Nonetheless, relatively few features can reproducibly represent most of the base pairing information in a
Boltzmann sample.
We found linear relationships between sequence length and number of different features. (See Supple-
mental Material.) There are about 500 distinct helices per 100 nt on average, and moving to HCs yields
a 2-fold reduction. The maximum average entropy thresholding achieves about 25-fold reduction, with
10 SHC per 100 nt. This is further reduced to a rate of 5.14 SC (R2= 0.96). Since fuzzy counts only
affect the estimated probability, the number of distinct SC/FSC per 100 nt is two orders of magnitude
less than helices.
This amount of compression still provides good coverage of the base pairing information sampled.
Coverage was computed as the proportion of helices (with multiplicity) which belong to a SHC. Nearly
half (48.4%) of trials had >0.90 coverage, and most (87.3%) covered more than 3/4 of helices sampled.
Coverage decreased slightly with sequence length (at a rate of 0.025 per 100 nt according to the best line
fit). Only 2.0% had coverage below 0.6, and these outliers were generally shorter sequences (<150 nt).
The SC are built from SHC so provide the same coverage with 1/2 as many structural units.
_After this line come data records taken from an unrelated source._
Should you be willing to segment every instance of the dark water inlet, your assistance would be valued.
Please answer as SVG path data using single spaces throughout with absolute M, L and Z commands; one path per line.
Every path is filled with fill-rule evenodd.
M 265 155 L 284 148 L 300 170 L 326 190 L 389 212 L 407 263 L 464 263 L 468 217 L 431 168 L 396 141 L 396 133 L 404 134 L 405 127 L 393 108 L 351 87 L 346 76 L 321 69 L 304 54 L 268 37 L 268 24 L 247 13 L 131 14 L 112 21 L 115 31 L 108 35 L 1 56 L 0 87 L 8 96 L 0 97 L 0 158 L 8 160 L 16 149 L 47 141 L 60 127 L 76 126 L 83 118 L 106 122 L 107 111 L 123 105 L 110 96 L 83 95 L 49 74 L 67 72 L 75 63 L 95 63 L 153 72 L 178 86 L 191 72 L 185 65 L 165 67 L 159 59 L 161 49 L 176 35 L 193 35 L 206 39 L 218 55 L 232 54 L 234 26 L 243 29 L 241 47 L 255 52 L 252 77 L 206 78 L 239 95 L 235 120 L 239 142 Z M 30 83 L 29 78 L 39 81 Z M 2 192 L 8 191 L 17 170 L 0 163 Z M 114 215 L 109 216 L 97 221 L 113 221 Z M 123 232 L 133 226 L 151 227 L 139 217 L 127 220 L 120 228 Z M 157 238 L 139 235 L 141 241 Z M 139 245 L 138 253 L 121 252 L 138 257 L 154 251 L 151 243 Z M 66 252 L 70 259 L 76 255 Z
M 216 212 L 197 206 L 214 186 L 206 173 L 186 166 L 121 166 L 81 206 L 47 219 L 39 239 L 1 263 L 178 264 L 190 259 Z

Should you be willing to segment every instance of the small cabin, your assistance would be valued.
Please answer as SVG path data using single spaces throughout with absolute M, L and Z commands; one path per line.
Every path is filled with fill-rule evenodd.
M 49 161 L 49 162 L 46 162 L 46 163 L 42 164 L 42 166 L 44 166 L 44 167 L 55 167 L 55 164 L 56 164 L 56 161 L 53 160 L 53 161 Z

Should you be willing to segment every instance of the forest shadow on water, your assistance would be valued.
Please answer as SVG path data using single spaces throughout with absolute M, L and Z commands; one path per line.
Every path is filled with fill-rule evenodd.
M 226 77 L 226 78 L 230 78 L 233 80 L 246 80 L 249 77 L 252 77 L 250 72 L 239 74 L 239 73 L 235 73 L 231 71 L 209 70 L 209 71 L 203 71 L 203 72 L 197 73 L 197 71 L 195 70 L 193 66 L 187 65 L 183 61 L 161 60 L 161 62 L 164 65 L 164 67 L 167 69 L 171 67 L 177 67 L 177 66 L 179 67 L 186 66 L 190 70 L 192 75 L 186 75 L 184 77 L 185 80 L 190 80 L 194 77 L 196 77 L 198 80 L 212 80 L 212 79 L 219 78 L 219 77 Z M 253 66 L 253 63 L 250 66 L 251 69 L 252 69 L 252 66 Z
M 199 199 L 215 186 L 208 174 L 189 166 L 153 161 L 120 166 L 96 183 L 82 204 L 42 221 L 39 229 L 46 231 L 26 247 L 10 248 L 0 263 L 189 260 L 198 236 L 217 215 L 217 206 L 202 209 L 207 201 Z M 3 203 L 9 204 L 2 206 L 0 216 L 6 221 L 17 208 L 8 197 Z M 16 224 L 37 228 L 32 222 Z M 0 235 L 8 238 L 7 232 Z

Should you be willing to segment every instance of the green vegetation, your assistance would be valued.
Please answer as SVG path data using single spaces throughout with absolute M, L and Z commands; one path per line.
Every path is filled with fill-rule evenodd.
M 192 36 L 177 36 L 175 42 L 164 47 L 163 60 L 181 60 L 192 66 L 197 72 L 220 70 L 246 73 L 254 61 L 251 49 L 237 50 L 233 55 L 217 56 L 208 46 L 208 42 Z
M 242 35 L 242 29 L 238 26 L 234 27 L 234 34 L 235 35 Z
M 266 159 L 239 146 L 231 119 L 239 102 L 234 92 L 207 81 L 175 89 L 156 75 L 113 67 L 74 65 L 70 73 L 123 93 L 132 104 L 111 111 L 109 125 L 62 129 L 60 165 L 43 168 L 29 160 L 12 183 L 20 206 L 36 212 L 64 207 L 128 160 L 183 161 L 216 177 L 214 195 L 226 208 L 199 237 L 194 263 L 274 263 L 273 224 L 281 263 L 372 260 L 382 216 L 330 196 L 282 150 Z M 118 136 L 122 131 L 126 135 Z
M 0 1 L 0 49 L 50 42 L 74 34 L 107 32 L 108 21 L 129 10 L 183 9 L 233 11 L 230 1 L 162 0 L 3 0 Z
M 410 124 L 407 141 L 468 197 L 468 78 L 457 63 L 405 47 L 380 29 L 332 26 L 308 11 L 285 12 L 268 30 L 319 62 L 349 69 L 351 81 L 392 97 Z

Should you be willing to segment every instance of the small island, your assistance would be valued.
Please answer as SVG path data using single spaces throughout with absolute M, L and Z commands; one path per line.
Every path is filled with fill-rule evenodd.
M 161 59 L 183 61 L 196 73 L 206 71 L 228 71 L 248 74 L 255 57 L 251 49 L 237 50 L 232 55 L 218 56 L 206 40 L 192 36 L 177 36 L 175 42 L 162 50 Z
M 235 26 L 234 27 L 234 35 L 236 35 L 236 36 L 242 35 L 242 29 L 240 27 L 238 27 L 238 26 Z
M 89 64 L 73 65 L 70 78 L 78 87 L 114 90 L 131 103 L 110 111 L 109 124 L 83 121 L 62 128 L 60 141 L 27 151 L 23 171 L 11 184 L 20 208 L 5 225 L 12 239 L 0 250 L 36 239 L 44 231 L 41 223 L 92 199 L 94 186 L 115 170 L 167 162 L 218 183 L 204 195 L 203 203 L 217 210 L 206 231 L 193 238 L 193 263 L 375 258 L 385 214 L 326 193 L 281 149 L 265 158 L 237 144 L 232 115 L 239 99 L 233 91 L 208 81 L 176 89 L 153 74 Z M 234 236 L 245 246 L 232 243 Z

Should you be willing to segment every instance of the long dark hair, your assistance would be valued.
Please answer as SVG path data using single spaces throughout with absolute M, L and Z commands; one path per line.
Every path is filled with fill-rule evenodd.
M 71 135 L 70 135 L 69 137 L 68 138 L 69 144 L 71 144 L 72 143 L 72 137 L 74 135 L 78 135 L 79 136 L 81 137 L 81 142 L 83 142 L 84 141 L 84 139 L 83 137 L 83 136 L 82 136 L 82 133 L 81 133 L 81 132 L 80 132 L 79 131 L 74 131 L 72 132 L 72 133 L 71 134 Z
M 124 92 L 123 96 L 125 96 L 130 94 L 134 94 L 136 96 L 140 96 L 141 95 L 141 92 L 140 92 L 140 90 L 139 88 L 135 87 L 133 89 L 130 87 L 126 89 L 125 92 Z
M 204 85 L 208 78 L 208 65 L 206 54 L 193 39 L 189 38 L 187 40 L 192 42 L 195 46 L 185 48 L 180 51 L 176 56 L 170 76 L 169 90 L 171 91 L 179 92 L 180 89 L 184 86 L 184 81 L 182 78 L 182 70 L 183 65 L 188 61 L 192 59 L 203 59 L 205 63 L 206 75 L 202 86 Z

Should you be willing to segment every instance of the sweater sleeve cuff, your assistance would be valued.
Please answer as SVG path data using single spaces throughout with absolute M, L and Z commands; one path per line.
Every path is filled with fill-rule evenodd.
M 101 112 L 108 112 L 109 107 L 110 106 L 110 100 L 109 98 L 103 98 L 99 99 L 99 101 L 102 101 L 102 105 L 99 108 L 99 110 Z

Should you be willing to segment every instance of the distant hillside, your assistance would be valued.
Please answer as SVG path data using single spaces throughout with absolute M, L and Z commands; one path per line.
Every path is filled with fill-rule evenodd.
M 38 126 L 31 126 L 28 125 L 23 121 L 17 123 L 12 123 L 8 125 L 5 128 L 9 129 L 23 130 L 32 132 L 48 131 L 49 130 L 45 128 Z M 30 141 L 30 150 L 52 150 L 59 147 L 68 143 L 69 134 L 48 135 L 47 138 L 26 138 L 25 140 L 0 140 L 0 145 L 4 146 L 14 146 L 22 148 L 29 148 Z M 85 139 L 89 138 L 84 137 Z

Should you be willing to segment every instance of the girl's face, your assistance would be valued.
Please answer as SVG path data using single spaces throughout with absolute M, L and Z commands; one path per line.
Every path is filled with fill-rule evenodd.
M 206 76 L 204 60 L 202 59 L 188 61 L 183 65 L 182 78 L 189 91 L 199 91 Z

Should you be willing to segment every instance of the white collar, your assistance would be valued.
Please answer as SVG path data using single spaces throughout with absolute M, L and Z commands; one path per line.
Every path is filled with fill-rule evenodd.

We
confirm that SC remain local substructures by considering the length and width distributions. As defined,
a helix has width w= 1, and two helices that form a stem have 1 ≤w≤3 depending on the asymmetry
of the small internal loop/bulge between them. Over all trials, more than half (52.2%) contained only
one SHC, and these trivial SC had average (std) length l= 5.45 (2.39) nt. Allowing stems increases the
feature length without significantly increasing the width. Of the nontrivial SC, nearly all (89.1%) had
w≤3 with l= 11.9 (5.21) while only 1.2% had w≥6 with l= 28.7 (18.6).
The reproducibility of SHC is very high, across all lengths. For each sequence, this is the average
over all SHC sampled of the percentage of runs (out of 25) that it is present. See Supplemental Material
for boxplots. Reproducibility for SC, as well as profiles, is computed likewise. However, the criteria for
“is present” is stringent; the compound structure must include exactly the same set of SHC. This means
that any variation in SHC propagates and is amplified. Nonetheless, median SC reproducibility remained
high. Interestingly, the noisier sequences were the shorter ones.
Boltzmann samples of size 1K were originally analyzed, and only 10 (of 683) sequences had an average
SHC reproducibility h≤0.9. Hence, more than 3/4 (76.9%) had an average SC reproducibility s > 0.9.
Moving to size 10K, as will be discussed in the next section, meant only one (xs) sequence had h≤0.9
which improved the percentage with s > 0.9 to 93.0%. This included all but 4 (of 106) msequences and
1 (of 105) lones, which had 0.8< s ≤0.9.
This confirms that Pv2 is reliably extracting a very informative base pairing signal from the sampled
structures. Moreover, since the number of possible profiles grows exponentially with features, the greater
compression obtained by Pv2 makes this approach accessible to longer sequences.
3.3 Profiles
Profiles were also assessed for sample compression, information loss, and reproducibility. Five different
feature sets were considered: helix, HC, SHC, SC, and FSC. For each type, the corresponding profiles
were generated, and the maximum average entropy thresholding applied to select the most informative
ones. Results are broken down into groups by average sequence length per family, and report analysis of
10K-sized Boltzmann samples except where noted.
Results given in Figure 2 demonstrates that Pv2 achieves high sample compression with low infor-
mation loss for sequences up to 600 nt. Using SHC as features works well in the length range (up to 150
nt) previously reported. The number of selected profiles is low and the coverage is high: 3 and 0.98 for
xs, 5 and 0.82 for s. However, the coverage for mhas already dropped to 0.49. The key to overcoming
this length barrier is consolidating SHC into SC.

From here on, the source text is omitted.